A SP could contain this code:

INSERT INTO  dbo.aggregatedDaTable (Filtered_code, ordered_amount, total_price)
SELECT MyCode, SUM(MyAmount), SUM(MyAmount * price)
FROM dbo.view2

We want to know in what tables and views data from dbo.DaTable is used.
We want to know where the data in dbo.aggregatedDaTable comes from.

If we can extract the dependencies between the tables/views and their columns, we can query that data set. We need the dependencies in a format somewhat like this:

Table_View				Column			SrcTable	SourceColumn
dbo.aggregatedDaTable	id				null		null
dbo.aggregatedDaTable	Filtered_code	dbo.view2	MyCode
dbo.aggregatedDaTable	ordered_amount	dbo.view2	MyAmount
dbo.aggregatedDaTable	total_price		dbo.view2	MyAmount
dbo.aggregatedDaTable	total_price		dbo.view2	price
dbo.view2				view_id			dbo.DaTable	id
dbo.view2				MyCode			dbo.DaTable	a_code
dbo.view2				MyAmount		dbo.DaTable	amount
dbo.view2				price			dbo.DaTable	price

If you want to know where the data in dbo.aggregatedDaTable.total_price comes from, you get dbo.view2.MyAmount and price.
If you want to know where the data in dbo.view2.MyAmount comes from, you get dbo.DaTable.Amount.

When someone finds an anomaly in dbo.aggregatedDaTable.total_price, you now have a means to find where the data originates from. It may be a bug in the view definition or a data quality problem in the staging table.
Suppose, you find out the data in the staging table dbo.DaTable is corrupted is some way, you can now find out all the tables and views that data is used in.

This should get you on the right track. What you ask for could be done using dynamic sql as you can see the sql artifacts are referenced using a single quote, so you doing this dynamically is possible. heading off to work. will try to look later on

SELECT referencing_schema_name
FROM sys.dm_sql_referencing_entities('dbo.projects', 'Object')

select referenced_schema_name, referenced_entity_name,referenced_minor_name 
from sys.dm_sql_referenced_entities('dbo.projects_sp', 'Object')

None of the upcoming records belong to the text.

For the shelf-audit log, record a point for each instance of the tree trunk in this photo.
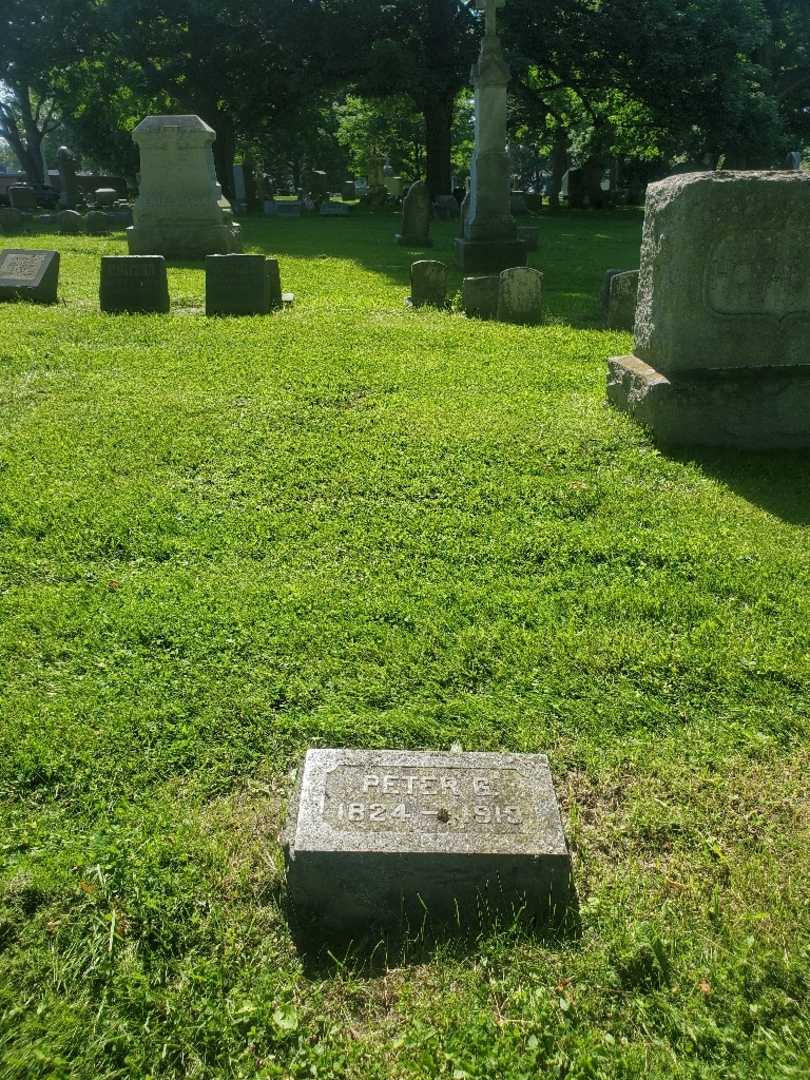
(558, 165)
(437, 124)
(225, 150)
(252, 188)
(28, 149)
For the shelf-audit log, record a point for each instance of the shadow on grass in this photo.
(778, 481)
(373, 950)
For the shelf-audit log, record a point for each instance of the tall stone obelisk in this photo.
(489, 243)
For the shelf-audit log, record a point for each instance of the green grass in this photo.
(349, 524)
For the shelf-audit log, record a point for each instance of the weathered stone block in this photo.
(521, 296)
(621, 311)
(748, 408)
(480, 296)
(377, 835)
(725, 279)
(416, 214)
(428, 283)
(134, 283)
(237, 285)
(605, 291)
(28, 274)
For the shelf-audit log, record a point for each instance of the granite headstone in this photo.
(723, 320)
(237, 285)
(376, 835)
(134, 283)
(29, 274)
(428, 283)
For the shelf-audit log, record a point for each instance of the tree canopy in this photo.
(647, 83)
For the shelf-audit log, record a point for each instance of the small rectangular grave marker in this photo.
(237, 285)
(373, 835)
(134, 283)
(28, 274)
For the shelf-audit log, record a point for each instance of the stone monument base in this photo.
(747, 408)
(185, 241)
(476, 257)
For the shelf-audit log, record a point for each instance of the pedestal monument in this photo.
(489, 243)
(180, 212)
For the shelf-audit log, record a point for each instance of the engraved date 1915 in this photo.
(401, 813)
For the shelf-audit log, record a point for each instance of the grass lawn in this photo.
(349, 524)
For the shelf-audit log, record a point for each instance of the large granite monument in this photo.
(180, 212)
(374, 836)
(721, 352)
(489, 242)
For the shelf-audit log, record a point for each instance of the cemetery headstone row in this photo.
(234, 285)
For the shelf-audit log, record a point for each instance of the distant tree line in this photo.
(637, 85)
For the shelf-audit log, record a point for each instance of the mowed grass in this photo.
(223, 541)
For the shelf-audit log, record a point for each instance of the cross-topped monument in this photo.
(491, 8)
(489, 243)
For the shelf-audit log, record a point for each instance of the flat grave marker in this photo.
(29, 274)
(376, 835)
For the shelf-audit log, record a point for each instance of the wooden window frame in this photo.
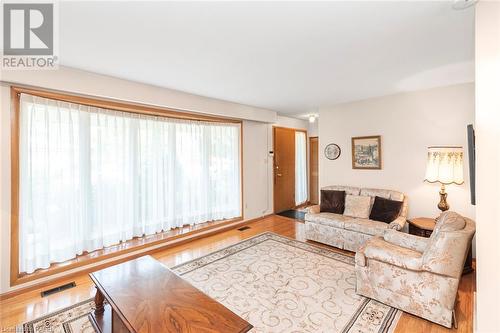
(135, 244)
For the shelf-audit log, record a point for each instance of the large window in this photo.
(92, 177)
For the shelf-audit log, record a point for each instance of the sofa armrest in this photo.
(398, 223)
(313, 209)
(378, 249)
(402, 239)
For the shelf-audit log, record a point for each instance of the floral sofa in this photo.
(350, 233)
(415, 274)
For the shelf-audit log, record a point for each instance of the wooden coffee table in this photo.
(145, 296)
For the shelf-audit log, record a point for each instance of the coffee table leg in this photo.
(99, 302)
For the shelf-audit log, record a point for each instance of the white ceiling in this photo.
(292, 57)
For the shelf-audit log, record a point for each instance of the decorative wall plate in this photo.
(332, 151)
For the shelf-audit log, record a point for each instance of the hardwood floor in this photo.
(30, 305)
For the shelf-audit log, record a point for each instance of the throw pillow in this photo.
(385, 210)
(357, 206)
(332, 201)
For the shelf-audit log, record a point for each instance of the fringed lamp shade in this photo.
(445, 165)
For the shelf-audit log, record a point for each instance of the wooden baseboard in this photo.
(175, 241)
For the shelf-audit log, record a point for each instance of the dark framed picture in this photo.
(366, 152)
(332, 151)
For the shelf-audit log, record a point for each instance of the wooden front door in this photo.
(284, 168)
(313, 170)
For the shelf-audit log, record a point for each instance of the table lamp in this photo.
(445, 166)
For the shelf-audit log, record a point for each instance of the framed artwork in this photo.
(332, 151)
(366, 152)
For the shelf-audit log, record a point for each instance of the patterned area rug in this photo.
(275, 283)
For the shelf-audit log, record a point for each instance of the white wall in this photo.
(408, 124)
(314, 128)
(488, 165)
(257, 135)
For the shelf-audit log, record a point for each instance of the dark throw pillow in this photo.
(385, 210)
(332, 201)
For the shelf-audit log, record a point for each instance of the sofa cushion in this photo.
(387, 194)
(385, 210)
(449, 221)
(348, 189)
(357, 206)
(329, 219)
(366, 226)
(332, 201)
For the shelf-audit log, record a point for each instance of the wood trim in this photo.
(122, 106)
(14, 187)
(168, 243)
(311, 138)
(133, 245)
(378, 137)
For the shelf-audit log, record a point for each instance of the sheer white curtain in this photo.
(90, 177)
(300, 168)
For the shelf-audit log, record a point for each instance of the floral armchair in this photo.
(415, 274)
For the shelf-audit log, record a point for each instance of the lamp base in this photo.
(443, 205)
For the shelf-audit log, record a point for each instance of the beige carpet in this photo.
(275, 283)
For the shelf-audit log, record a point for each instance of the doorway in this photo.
(313, 170)
(289, 168)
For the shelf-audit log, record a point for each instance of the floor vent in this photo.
(58, 289)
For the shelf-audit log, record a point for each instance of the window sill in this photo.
(186, 233)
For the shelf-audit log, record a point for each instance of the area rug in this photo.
(275, 283)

select referenced_schema_name, referenced_entity_name,referenced_minor_name 
from sys.dm_sql_referenced_entities('dbo.projects', 'Object')

select *
 from sys.dm_sql_referencing_entities('dbo.projects', 'Object') x

ok try this and post back

SELECT o.name AS ObjectName,
       c.name as ColumnName,
	   t.name as SrcTable,	
	   o.type_desc as ObjectType

  FROM plt.sys.sql_expression_dependencies sed
  inner JOIN sys.objects o ON sed.referencing_id = o.[object_id]
  inner join sys.tables t on t.name = sed.referenced_entity_name
  inner join sys.columns c on c.object_id = t.object_id

Download and install SQL Search from Redgate - then use that to search the system for any matching values.